Я уселся за вёсла. Отец помог столкнуть лодку, и нас закачало на волнах. Пока Петрович устраивался на корме, пытаясь в тесноте надувной лодки разместить себя, ведро с наживой и рюкзак с закидушками, я не грёб. Нас развернуло и понесло к противоположному берегу. Только теперь, вглядевшись в чернеющую даль, я заметил, что волны, сравнительно небольшие у нашего берега, растут и дыбятся по мере удаления от него. А там, куда нам предстояло плыть, они, увенчанные белым гребнем, встают в полный свой исполинский рост. Подобно войскам в наступлении, их шеренги, развернутые по фронту, с методичностью метронома атакуют неведомый противоположный берег. Сразу вспомнилась служба в армии. До китайской границы – рукой подать (конфликты тогда были не редкостью). Инструктаж комбата по поводу китайской наступательной тактики – атака девятью волнами…
Я понял теперь, о чем перед нашим отплытием, спорили старики. Они с берега увидели, что в отдалении – волна с буруном… Ну, Петрович! Ну, камикадзе!
-Сейчас можно не грести, - вернул мои мысли в лодку Небогатов, - и так хорошо несёт. – Ближе к середине, на самой глубине начнём ставить.
Он уже разматывал грузок для промера глубины. Первый же заброс показал восемь метров. В считанные минуты попутная волна докатила нас до середины водоёма.
-Вёсла на воду, - скомандовал Небогатов. Теперь твоё дело, Серега, держать лодку. И чтоб нос – строго на ветер. Иначе она нам такой хенде хох сделает… Он имел в виду волну и говорил о ней, как о могучем живом и реально опасном существе.
Наверное, только теперь в полной мере мы оба почувствовали глубину собственного авантюризма. Там, где остался отец, был холод, дождь и … бугор, укрывающий от ветра. Здесь и только сейчас мы оценили всю силу разбушевавшейся стихии. Держать лодку на месте в этих условиях означало, что грести надо изо всех сил и только тогда, когда волна вздымала нас на самый гребень. И все же нас захлёстывало и сносило. Видя, что я делаю всё возможное, Петрович так быстро разматывал и ставил закидушки, что я и не заметил, как рюкзак и ведро опустели.

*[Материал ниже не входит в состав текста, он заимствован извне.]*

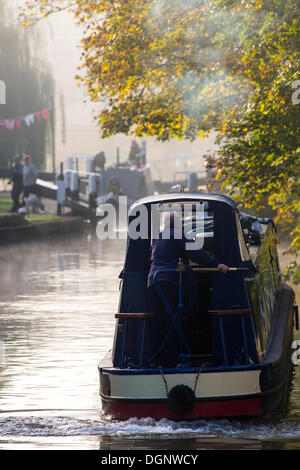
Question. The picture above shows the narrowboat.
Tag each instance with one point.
(234, 331)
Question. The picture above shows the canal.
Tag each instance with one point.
(57, 303)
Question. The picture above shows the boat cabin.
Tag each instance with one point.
(229, 322)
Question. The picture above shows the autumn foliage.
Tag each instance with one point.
(180, 69)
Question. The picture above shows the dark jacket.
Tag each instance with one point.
(166, 254)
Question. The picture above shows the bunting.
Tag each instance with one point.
(16, 123)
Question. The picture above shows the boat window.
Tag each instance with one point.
(194, 219)
(243, 247)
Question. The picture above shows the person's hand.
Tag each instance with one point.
(223, 268)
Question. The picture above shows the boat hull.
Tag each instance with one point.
(204, 409)
(215, 393)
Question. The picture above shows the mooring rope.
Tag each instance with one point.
(164, 379)
(197, 377)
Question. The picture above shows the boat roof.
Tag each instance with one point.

-Все, гребём домой, Серега! – его голос прозвучал из какого-то далека. «Гребем»?! Да я все время только этим и занимаюсь! Руки уже отказываются грести. Но если раньше я только пытался удерживаться на месте, то теперь предстояло идти вперед, к берегу – резать эту гигантскую волну носом низенькой надувной лодки.
Захлёстывать всерьёз нас начало сразу и так обильно, что всё предыдущее казалось жалкими брызгами. Ветер усиливался. Свирепо свистел в ушах, срывал хлопья пены с вздыбленных бурунов и швырял их в лицо моего напарника.
В каком-то отрешённом неистовстве, подобно роботу, бесконечно повторяющему одни и те же движения, я грёб. И только одна мысль крутилась в голове, заезженной, монотонной пластинкой она повторяла: «Резать волны, резать волны». Я резал их одну за другой, уже не носом лодки, а собственной спиной. Разбившись о мои плечи и затылок, вода скатывалась в лодку. Петрович то лихорадочно вычерпывал её, то вцеплялся в мои пальцы, которые, казалось, срослись с древками вёсел. Он упирался в них своей силой, помогая грести. Мы резали волны. Одну за другой, одну за другой.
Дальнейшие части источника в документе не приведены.